I am now working on obtaining local disc-wind solutions which incorporate the vertical structure of the disc, in particular a conductivity tensor varying with height. I expect that this study will help to clarify the critical effect of the disc structure on the properties of winds launched from protostellar accretion discs. Through this analysis it will also be possible to explore the viability of such winds at distances of the order of a few AU from the central object as well as obtain a realistic estimate of the wind mass loss rate. I also expect to model the fractions of angular momentum transported via the MRI and outflows, and investigate the implications to planet formation and migration.

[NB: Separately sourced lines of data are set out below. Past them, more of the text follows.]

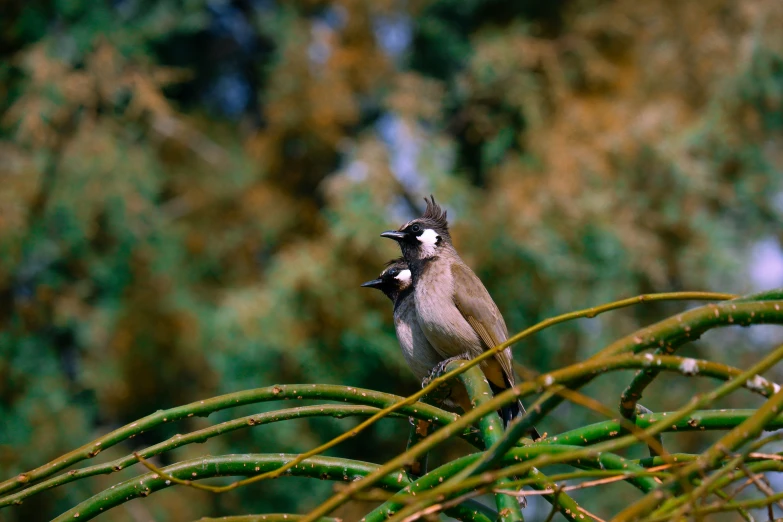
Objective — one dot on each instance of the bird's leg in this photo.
(440, 368)
(419, 430)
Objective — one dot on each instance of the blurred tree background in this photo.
(191, 192)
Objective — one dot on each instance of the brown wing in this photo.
(478, 308)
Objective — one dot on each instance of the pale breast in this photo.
(441, 321)
(416, 349)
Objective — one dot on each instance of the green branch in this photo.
(738, 436)
(689, 325)
(271, 517)
(698, 421)
(678, 329)
(614, 445)
(490, 428)
(231, 400)
(330, 410)
(324, 468)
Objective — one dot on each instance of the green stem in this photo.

Finally, as an aeronautical engineer, I have also completed a number of research projects in the aviation industry. For my honours thesis, I developed a method and the computer codes to design a remotely-piloted vehicle to be used by the Venezuelan Navy to test the automatic shooting systems of Mariscal Sucre - type frigates. Also, as an Aviation Analyst, I developed a new method to quantify the probability of collisions of large aircraft operating in parallel taxiways. The method was, essentially, an ``extreme value'' model, as it is expected that the extreme deviations that would contribute to the probability of collisions will be beyond the range of observed deviations during normal operations.

Future Research

I am interested in conducting research and collaborating with colleagues in the fields of disk/accretion dynamics, star and planet formation and related phenomena. I find the analysis of MHD turbulence and angular momentum transport in accretion discs, as well as the dynamics of jets and winds from protostellar and compact objects, both important and interesting research topics.

The development of detailed disc models, with a realistic treatment of the relevant microphysics, including radiation dynamics and non-ideal processes, where applicable, is crucial for our understanding of accretion mechanisms. The analysis of sufficiently detailed accretion disc models will enable us to generate useful predictions, which could potentially be tested against observations.